For this months challenge as usual we were given 4 biscotti recipes and we had to choose one and make them. 4 suggested recipes were :
- Savoury Caraway Cheddar Biscottis
- Eggless Oats Chocolate Biscottis
- American Style Vanilla Biscottis
- Savory Mediterranean Biscottis
I adopted the Savoury Caraway Cheddar Biscottis recipe and made quite a few changes in it . one was i used mozzarella instead of Cheddar , instead of eggs i used yogurt and for spiciness i added chili flakes and for some flavor i added dried parsley .
It is my first time baking biscottis , though by looks it doesn't look great , but it tasted really good.
All Purpose Flour - 1 Cup + 2 TBLS
Yogurt - 1/4 Cup +
Cheese - 1 Cup
Baking Powder - 1/2 TSP
Salt - 1/4 TSP
Chili Flakes - 1 TSP
Dried Parsley - 1 TSP
Caraway Seeds - 1/2 TSP
Crushed Pepper Corns - 1/4 TSP
- Mix all the dry ingredients together in a bowl .
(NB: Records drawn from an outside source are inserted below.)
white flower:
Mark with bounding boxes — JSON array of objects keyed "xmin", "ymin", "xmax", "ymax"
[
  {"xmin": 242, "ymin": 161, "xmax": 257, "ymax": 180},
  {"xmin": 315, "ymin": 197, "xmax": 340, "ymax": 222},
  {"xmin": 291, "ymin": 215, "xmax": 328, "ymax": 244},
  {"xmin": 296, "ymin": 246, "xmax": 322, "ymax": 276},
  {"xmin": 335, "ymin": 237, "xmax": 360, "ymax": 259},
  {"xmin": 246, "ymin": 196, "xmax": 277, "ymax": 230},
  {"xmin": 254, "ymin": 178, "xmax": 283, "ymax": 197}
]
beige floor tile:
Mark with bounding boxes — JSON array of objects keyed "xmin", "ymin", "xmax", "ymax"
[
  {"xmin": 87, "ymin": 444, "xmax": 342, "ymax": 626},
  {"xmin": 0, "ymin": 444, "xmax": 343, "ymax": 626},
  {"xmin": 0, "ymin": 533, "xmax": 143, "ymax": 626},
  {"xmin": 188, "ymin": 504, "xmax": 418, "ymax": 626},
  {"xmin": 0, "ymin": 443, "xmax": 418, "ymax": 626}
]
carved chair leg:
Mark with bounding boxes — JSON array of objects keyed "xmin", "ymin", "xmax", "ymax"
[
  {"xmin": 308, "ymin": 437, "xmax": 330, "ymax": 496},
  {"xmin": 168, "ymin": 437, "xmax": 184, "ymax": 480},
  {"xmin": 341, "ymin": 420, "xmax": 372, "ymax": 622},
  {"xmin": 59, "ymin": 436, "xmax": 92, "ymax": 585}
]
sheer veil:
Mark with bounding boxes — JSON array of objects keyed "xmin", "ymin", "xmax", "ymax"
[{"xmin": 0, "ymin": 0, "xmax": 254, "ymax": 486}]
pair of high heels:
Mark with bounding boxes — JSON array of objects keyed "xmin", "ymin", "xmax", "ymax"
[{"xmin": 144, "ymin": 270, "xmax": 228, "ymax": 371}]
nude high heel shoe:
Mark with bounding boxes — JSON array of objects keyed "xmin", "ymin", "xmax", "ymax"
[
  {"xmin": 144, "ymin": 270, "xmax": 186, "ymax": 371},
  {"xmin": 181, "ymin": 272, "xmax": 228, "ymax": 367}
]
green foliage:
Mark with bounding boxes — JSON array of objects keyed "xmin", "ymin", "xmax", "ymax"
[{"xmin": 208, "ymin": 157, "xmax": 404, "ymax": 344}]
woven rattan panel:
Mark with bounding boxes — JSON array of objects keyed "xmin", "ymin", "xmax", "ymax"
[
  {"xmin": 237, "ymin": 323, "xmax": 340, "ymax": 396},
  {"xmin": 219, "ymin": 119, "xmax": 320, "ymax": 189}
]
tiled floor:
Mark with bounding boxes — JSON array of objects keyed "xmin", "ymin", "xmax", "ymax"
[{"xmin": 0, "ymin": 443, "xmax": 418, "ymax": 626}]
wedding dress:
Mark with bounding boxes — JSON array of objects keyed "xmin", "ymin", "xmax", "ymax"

- To that mixture add the cheese and lastly add the yogurt and form it to a dough.
- In a lightly floured surface knead the dough couple of times.
- Lastly form the dough into log shape .
- Place it into a parchment lined baking sheet.
- Bake it at 350F for 20- 25 minutes until the log is firm.
- Allow it to cool down completely.
- Now cut them into slices.
- Arrange them into the baking sheet and bake them for 15 minutes on each side or till they are golden brown.
- Cool them completely before serving.